Önceki yazılarda aktardığımız Daron Acemoğlu’nun tanımladığı “sürekli yenilenme yaratma” ihtiyacının yeni nesil OSB’lerin tasarlanması aşamasında karar parametresi olarak kullanılması kaynak tahsisinin verimini artırmak için gerekli. O nedenle, “güçlendiren, sürdüren ve verimlilik yeniliklerinin” önünü açacak bir OSB stratejisi gerektiğine geçen hafta bu sütunlardaki yazıda değinildi.
“Yenilik yaratma” kavramı “olumlu” çağrışımlar yapıyor.
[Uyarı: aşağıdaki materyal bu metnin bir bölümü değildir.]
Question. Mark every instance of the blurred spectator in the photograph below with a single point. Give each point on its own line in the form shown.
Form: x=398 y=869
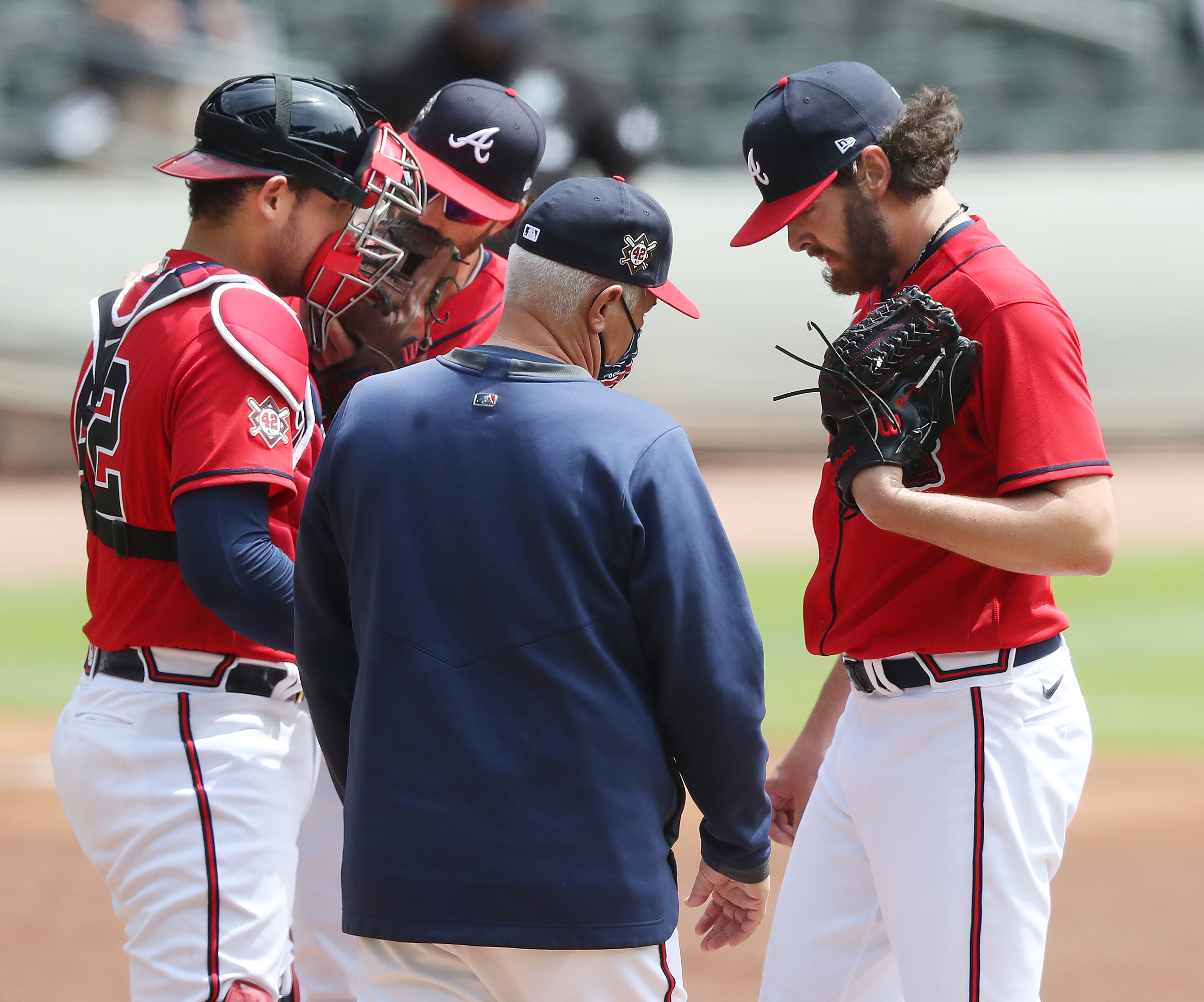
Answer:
x=591 y=126
x=116 y=76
Oysa yaşadığımız evrende, her yeniliğin “fırsatları” kadar “tehlike” potansiyelleri içerdiğini biliyoruz. Yeni nesil OSB’lerin tasarlarken, yeniliklerin “fırsatları” kadar “tehlikeleri” de sorgulanmalı.
Nobel Ödülü sahibi ekonomist Robert Solow, 1987’de “Bilgisayar çağını her yerde görebilirsiniz, ama verimlilik istatistiklerinde göremezsiniz”(1) diyor. Bir başka Nobelli ekonomist (2) yenilikle ilgili bakış açısını şöyle paylaşıyor:
“Belki GSYİH, bilgisayar çağı yeniliklerinin ortaya çıkardığı yaşam standardındaki iyileşmeleri pek yakalayamıyordur. Ya da belki de bu yenilik, hayranlarının inandığından daha az kayda değerdir. Meğer her iki bakış açısında da biraz gerçeklik payı varmış” dedikten sonra, iki noktaya dikkat çekiyor: “İlki bir yeniliğin kârlılığının yaşam standardına yaptığı net katkının iyi bir ölçüsü olmayabilir. Kazanının her şeyi aldığı ekonomimizde çevrimci köpek maması satın ve teslim alma için daha iyi bir internet sitesi geliştiren bir yenilikçi, dünyanın her yerine köpek maması sipariş etmek için interneti kullanan herkese cazip gelebilir ve bu süreçte muazzam kârlar elde edilebilir. Ama sevkiyat hizmeti olmasa da bu kârın çoğu başkalarına gider. İnternet sitesinin ekonomik büyümeye net katkısı aslında küçük olabilir.”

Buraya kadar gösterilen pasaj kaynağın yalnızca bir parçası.